Por: Mateo Matías Arango
“… campanadas celestiales que esnifan el bazuco,
el polvo derrochado por el sol
que desamparó este pedacito de ciudad”
No tengo paz con esta ciudad colmada de
neurosis, ni goce; mi dionisiaco placer me lo han robado las chicas de la vida
alegre que pululan bajo los hospedajes residenciales entre séptima y octava.
"El
azar no existe, Dios no juega a los dados"; el mío ha caído bajo la misma
dirección de los dados de un viejo bullicioso que, como Einstein, sabe que Dios
no regala monedas.
Una niña
ya crecida —cumpliendo las promesas de la ciudad moderna— aguarda sin
quisquilleos para quedar presa en una de las esquinas del enviciado tablero.
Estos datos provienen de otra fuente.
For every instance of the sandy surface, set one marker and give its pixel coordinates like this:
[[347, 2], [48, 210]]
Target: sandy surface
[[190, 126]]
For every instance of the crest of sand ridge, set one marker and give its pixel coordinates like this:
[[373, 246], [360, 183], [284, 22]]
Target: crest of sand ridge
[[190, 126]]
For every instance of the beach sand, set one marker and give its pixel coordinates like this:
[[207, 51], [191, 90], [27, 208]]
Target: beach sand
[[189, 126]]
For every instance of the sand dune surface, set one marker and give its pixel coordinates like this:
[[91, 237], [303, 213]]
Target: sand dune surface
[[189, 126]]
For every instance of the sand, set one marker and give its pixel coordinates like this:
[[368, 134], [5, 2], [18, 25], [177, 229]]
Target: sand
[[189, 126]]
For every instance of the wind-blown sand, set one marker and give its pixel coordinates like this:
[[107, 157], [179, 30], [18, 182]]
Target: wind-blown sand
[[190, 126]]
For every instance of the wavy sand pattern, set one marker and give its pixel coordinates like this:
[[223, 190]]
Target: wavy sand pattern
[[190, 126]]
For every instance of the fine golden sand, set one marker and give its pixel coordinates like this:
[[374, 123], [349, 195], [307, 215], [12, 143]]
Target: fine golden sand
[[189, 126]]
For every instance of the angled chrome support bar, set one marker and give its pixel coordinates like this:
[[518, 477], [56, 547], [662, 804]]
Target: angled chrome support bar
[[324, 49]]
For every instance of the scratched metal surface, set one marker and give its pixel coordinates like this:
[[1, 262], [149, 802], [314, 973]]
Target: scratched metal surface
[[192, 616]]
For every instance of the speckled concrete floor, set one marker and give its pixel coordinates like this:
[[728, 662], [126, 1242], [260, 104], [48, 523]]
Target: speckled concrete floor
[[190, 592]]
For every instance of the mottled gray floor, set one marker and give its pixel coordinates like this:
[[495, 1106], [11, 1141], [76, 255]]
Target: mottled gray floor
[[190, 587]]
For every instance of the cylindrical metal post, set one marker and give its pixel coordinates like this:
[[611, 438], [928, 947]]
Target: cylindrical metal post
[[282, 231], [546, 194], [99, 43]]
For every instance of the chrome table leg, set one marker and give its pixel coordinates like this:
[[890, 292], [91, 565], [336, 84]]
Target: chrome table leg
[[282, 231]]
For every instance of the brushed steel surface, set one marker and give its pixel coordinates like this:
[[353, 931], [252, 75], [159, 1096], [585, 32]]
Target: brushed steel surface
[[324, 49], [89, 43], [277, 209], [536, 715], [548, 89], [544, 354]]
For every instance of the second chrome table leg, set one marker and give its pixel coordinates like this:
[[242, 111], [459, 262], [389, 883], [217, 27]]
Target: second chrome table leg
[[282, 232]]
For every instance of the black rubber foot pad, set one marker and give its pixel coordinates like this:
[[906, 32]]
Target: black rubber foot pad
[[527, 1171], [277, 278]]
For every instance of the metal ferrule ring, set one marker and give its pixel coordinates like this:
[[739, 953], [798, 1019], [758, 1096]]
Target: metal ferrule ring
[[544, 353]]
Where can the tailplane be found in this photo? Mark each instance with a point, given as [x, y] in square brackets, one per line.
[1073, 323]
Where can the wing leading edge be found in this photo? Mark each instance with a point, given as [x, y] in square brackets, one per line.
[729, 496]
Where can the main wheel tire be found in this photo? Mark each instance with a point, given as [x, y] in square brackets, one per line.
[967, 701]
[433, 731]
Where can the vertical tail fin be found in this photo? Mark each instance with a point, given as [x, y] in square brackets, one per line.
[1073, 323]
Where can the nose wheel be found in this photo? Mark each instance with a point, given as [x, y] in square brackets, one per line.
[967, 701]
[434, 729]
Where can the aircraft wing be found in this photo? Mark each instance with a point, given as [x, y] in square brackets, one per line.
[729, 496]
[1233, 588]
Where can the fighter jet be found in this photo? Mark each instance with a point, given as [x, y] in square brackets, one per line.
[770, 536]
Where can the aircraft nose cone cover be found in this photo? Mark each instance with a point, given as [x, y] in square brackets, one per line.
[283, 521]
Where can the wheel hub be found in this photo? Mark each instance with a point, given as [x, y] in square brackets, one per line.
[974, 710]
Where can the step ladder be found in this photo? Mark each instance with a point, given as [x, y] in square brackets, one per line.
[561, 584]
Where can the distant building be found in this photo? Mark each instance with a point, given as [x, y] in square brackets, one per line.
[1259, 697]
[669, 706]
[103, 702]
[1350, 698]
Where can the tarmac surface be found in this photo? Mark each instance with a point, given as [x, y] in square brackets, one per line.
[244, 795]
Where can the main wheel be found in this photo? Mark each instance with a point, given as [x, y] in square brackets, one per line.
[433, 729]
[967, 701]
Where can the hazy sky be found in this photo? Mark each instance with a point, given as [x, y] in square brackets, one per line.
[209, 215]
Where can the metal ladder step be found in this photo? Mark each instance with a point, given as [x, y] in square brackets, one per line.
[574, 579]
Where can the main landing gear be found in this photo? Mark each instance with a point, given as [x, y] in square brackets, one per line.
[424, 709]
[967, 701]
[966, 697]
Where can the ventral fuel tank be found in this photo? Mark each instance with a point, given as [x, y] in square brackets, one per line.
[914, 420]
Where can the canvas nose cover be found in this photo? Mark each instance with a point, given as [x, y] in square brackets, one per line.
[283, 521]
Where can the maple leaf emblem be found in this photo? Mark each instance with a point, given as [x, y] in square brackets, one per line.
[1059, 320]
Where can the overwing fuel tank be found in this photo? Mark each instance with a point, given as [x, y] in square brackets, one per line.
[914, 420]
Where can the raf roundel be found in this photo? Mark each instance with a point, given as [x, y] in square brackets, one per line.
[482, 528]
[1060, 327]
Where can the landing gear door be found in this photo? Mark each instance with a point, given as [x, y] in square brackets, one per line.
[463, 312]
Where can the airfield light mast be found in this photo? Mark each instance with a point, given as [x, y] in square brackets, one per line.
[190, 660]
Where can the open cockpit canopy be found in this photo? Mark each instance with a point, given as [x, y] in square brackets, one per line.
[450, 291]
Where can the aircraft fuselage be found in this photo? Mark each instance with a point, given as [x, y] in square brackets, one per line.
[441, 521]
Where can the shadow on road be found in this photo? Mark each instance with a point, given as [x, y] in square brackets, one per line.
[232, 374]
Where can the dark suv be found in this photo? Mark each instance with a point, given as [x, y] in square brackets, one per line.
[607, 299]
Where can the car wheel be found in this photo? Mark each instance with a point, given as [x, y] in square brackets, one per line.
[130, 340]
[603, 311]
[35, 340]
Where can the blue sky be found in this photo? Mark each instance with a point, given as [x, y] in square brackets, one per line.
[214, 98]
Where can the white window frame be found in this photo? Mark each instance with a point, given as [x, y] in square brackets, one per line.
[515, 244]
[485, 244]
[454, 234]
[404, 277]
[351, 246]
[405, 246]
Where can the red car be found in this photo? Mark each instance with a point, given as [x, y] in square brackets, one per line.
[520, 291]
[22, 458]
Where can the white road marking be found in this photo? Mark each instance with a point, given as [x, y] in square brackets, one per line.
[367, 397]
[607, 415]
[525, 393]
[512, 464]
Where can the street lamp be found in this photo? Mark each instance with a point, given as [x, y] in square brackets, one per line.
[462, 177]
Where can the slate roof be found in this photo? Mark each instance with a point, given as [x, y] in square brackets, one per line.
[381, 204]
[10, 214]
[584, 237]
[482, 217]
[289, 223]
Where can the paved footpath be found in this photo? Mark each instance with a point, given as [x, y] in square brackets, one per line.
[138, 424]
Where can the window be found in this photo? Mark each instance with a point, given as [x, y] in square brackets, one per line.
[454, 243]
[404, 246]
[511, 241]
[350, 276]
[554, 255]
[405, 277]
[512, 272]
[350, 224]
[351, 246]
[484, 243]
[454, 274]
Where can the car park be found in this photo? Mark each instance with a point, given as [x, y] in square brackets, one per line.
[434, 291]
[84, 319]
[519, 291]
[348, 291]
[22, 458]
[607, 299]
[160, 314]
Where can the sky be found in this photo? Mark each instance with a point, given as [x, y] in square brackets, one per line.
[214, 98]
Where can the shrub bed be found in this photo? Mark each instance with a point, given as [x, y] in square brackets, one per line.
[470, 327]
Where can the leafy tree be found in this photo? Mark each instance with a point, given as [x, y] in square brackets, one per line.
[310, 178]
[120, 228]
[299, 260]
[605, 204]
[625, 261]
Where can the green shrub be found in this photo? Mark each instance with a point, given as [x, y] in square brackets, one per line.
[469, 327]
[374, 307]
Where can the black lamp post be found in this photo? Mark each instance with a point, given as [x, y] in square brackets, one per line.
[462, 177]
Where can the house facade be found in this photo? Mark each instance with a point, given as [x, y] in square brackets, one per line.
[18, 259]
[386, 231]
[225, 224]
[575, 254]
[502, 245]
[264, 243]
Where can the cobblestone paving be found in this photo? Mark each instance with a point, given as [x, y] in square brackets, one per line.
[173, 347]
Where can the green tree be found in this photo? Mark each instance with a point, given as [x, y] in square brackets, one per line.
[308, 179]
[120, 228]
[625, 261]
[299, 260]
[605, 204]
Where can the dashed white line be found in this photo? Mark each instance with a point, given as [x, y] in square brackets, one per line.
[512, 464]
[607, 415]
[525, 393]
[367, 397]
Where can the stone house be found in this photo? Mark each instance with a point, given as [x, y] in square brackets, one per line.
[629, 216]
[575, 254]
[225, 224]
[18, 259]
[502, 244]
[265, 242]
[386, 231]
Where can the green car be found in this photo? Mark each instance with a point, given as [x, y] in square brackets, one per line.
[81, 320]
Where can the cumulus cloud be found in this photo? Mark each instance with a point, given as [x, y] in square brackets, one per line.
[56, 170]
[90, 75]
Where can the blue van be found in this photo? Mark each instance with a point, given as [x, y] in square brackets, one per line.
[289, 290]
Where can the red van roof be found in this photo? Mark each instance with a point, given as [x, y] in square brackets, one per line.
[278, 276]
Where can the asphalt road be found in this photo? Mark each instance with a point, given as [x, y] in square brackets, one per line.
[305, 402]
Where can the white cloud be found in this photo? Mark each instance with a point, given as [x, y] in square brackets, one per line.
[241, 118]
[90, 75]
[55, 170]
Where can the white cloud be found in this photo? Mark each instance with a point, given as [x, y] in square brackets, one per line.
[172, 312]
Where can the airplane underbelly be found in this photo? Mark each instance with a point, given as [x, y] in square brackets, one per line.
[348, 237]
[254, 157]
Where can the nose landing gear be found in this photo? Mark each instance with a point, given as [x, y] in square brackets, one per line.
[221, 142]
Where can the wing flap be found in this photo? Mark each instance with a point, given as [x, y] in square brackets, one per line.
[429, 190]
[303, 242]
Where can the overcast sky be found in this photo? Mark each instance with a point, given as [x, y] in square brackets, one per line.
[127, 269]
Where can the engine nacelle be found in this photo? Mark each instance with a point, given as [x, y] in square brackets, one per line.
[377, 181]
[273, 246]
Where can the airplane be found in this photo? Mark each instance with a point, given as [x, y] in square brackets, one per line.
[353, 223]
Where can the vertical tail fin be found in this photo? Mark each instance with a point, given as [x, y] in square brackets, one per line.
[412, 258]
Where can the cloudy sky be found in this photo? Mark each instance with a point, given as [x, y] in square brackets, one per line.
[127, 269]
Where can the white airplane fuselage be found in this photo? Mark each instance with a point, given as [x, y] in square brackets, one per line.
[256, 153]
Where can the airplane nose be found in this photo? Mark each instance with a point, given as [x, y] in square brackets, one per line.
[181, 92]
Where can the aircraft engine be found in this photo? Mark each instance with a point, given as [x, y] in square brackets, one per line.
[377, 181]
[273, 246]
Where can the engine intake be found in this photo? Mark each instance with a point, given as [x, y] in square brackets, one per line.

Reza como le enseñó su tata para que aquel hombre al cual se le ha ido
desvaneciendo la juventud en las cárceles del parque, no se le desvanezca la
suerte; caigan los dados en par (una victoriosa partida para una noche de
ajetreo nocturno) acompañados de campanadas celestiales que esnifan el bazuco,
el polvo derrochado por el sol que desamparó este pedacito de ciudad, de
libertad; de un parque donde los niños juegan a recolectar monedas de peso y
luchan contra los pájaros por las migajas de pan.
La audacia
informal de aquella falda ceñida a unas piernas carcomidas por el animal que
contempló Steinbeck como ciudad, es la
antítesis de que dios y azar no se entrelazan en la perla.